Britain is a weak state. There will always be foreign companies more powerful than it is. The only way to change that would be for the British state to become extremely powerful.
Does it bother you if a British company is more powerful than the state of Turkmenistan?
> Bare in mind, this would have been used to stop the Epstein images of the former Prince Andrew from being viewed
(Bear, although your typo is awkwardly relevant...)
Would redacted images, and those that do not identify the victim, actually count?
> Why on earth would it be 10% of their world wide income and not their UK-based income? These politicians really think they have more power than they really do.
I mean, when it comes down to a fine or blocking access altogether, surely they can ask for whatever they want? They could've made it "one bajillion dollars" if they wanted.
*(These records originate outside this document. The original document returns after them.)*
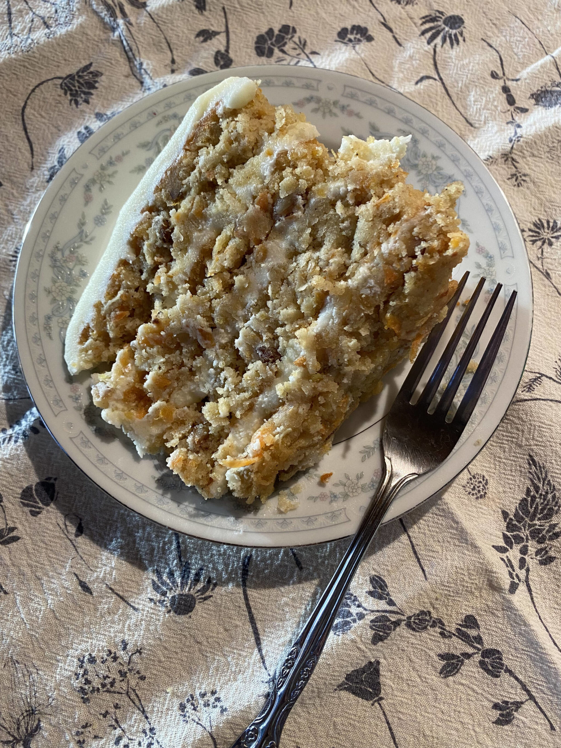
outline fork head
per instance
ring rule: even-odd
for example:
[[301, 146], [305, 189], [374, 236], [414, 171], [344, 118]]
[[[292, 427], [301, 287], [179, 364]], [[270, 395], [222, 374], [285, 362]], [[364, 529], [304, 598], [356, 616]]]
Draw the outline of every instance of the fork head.
[[510, 295], [458, 409], [452, 420], [447, 421], [454, 396], [502, 288], [502, 284], [498, 283], [436, 408], [429, 413], [429, 406], [485, 284], [485, 279], [481, 278], [419, 399], [414, 405], [411, 404], [413, 393], [458, 304], [468, 275], [469, 273], [466, 272], [458, 284], [456, 292], [448, 304], [448, 313], [444, 319], [432, 328], [386, 418], [382, 436], [384, 452], [391, 460], [393, 471], [397, 475], [422, 475], [438, 467], [450, 455], [481, 396], [506, 330], [516, 299], [516, 291], [512, 291]]

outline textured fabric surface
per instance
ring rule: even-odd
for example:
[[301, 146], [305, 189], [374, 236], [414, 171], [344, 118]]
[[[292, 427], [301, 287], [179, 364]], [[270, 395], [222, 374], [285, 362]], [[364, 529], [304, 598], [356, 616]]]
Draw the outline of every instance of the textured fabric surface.
[[510, 200], [535, 292], [506, 417], [442, 497], [378, 533], [282, 744], [558, 744], [560, 31], [554, 0], [5, 0], [3, 745], [228, 746], [346, 545], [219, 546], [123, 509], [42, 425], [11, 331], [23, 229], [69, 154], [158, 87], [259, 62], [381, 81], [448, 123]]

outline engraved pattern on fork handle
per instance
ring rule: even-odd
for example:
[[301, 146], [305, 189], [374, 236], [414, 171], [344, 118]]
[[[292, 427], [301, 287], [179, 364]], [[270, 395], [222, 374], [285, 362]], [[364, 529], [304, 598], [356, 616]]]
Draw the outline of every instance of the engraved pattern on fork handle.
[[286, 717], [313, 672], [362, 557], [397, 492], [417, 477], [416, 473], [394, 476], [390, 459], [384, 456], [384, 459], [380, 485], [356, 534], [280, 666], [265, 706], [231, 748], [278, 748]]

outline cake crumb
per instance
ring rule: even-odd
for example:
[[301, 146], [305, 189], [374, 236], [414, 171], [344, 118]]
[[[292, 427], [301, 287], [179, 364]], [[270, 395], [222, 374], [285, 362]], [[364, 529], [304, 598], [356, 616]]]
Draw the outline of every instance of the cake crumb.
[[281, 512], [281, 514], [286, 514], [287, 512], [292, 512], [292, 509], [295, 509], [298, 505], [298, 501], [291, 501], [288, 497], [287, 491], [280, 491], [278, 494], [278, 503], [277, 504], [277, 511]]

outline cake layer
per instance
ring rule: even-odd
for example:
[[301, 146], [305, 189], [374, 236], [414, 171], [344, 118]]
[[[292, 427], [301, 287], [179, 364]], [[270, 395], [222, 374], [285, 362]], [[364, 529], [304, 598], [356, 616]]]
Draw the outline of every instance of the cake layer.
[[408, 138], [330, 153], [241, 80], [195, 102], [123, 208], [66, 356], [71, 371], [114, 361], [94, 402], [139, 454], [251, 503], [315, 464], [414, 355], [468, 240], [459, 183], [405, 183]]

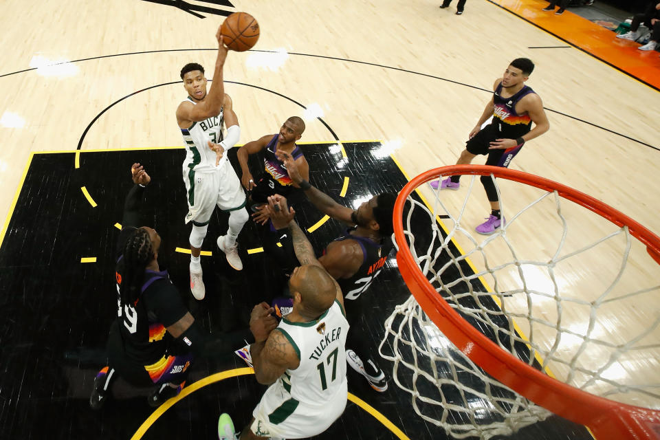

Actually collecting the fine is a whole other matter.
> Mastodon / BlueSky where they now share that content.
I regularly check Bluesky and occasionally check Mastodon, and I've never seen even 'tame' porn on either. I have absolutely seen porn on X, though.
This is just another tactic to bring censorship and intimidation against free speech.
I wonder how 'abusive' is categorized. By some committee maybe?
See my comment below. The Guardian piece states the images are flagged to the government, hopefully once to reduce the onerousness of it, by the victim.
So any flagged item must be removed by law?